The club still keeps its own counsel: all the Presidents, including Bush, balked at a White House feeler last May to join Obama in lower Manhattan to mark the death of bin Laden. That invitation fell outside club protocol: way too political. Bush finally stepped out a bit in March, saying he favored construction of the Keystone pipeline and, in April, supporting the extension of his tax cuts--which, he added almost plaintively, he wished bore someone else's name because they'd stand a better chance of surviving. But, he also affirmed, "I don't think it's good, frankly, for our country to undermine our President. I don't intend to do so." On the whole, the Bushes have been the least critical Republicans in America when it comes to Obama.

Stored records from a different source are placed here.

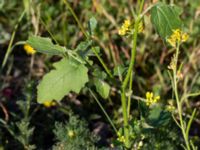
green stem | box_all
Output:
[89,89,117,134]
[2,10,26,69]
[63,0,113,78]
[127,72,133,119]
[121,0,144,148]
[173,43,190,150]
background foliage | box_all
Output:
[0,0,200,150]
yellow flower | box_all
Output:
[43,101,56,108]
[24,44,36,55]
[68,130,75,138]
[118,19,131,36]
[166,105,176,112]
[138,21,144,33]
[117,135,125,143]
[167,29,189,47]
[146,92,160,106]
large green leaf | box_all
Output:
[27,36,67,55]
[151,3,182,39]
[147,106,171,127]
[37,58,88,103]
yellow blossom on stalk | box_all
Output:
[24,44,36,55]
[68,130,75,138]
[138,21,144,33]
[167,29,189,47]
[118,19,131,36]
[43,101,56,108]
[166,105,176,112]
[146,92,160,106]
[117,135,125,143]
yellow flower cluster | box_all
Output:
[118,19,131,36]
[167,29,189,47]
[146,92,160,106]
[117,135,125,143]
[43,101,56,108]
[138,21,144,33]
[166,105,176,112]
[24,44,36,55]
[68,130,75,138]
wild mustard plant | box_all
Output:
[146,92,160,106]
[167,29,196,150]
[21,0,198,150]
[43,101,56,108]
[24,44,36,55]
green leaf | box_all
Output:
[148,106,171,127]
[0,0,5,9]
[94,78,110,99]
[88,17,97,35]
[27,36,67,55]
[37,58,88,103]
[151,3,183,39]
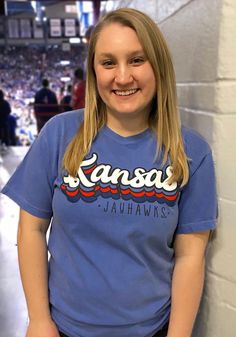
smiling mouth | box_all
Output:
[112,89,139,96]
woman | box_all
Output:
[3,8,216,337]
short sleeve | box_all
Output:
[2,129,55,218]
[177,151,217,234]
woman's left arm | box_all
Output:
[167,231,210,337]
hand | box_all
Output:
[25,319,60,337]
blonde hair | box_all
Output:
[63,8,189,185]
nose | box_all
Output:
[115,65,133,85]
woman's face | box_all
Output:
[94,23,156,123]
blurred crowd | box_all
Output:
[0,45,86,145]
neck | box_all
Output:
[107,114,148,137]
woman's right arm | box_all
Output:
[17,209,59,337]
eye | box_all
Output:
[101,60,114,68]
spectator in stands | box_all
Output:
[0,90,11,146]
[34,78,59,132]
[60,84,72,112]
[71,68,86,110]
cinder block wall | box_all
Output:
[112,0,236,337]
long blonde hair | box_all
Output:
[63,8,189,185]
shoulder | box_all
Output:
[182,127,212,174]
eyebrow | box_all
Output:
[98,49,144,57]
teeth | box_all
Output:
[114,89,138,96]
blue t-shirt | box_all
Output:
[3,110,216,337]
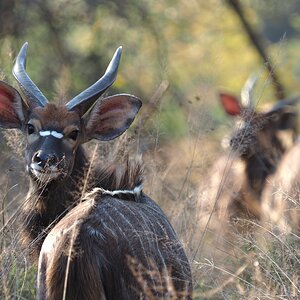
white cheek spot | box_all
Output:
[39,130,51,136]
[51,130,64,139]
[39,130,64,139]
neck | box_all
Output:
[246,139,284,199]
[22,146,87,259]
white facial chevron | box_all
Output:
[39,130,64,139]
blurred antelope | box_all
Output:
[262,140,300,236]
[203,76,299,226]
[0,43,192,300]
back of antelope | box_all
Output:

2. George H.W. Bush: The Father Figure
If Obama had little contact with Bush the son, the father was a different story. Obama went out of his way to praise the elder Bush during the 2008 campaign and then courted 41 once he was sworn in. Early in 2009, White House aides let Bush know Obama wanted to pay a courtesy call sometime that fall, preferably in Texas. Bush, who had to contend with four former Presidents during his time in office, consented to meet. And so in October, Obama flew to Texas A&M in College Station, home of Bush's presidential library, to toast Bush in a speech about public service. Bush was so concerned that Obama's visit to the conservative Texas campus might be marred by protests that he took the unusual step of sending an open letter to the student body of 50,000, pleading for a welcome reception. When Obama arrived, he paid his host right back. "George Bush isn't just a President who promoted the ethic of service long before it was fashionable," Obama said. "He's a citizen whose life has embodied that ethic ... He could easily have chosen a life of comfort and privilege, and instead, time and again, when offered a chance to serve, he seized it."
For Obama, this was obviously good politics: the new President could only gain ground by courting one of the few widely admired figures on the American political landscape, particularly one whose moderate policies seemed almost liberal compared with those of the modern GOP. Still, members of the Bush family appreciated the way the club's youngest member treated its oldest, and they admitted as much to friends.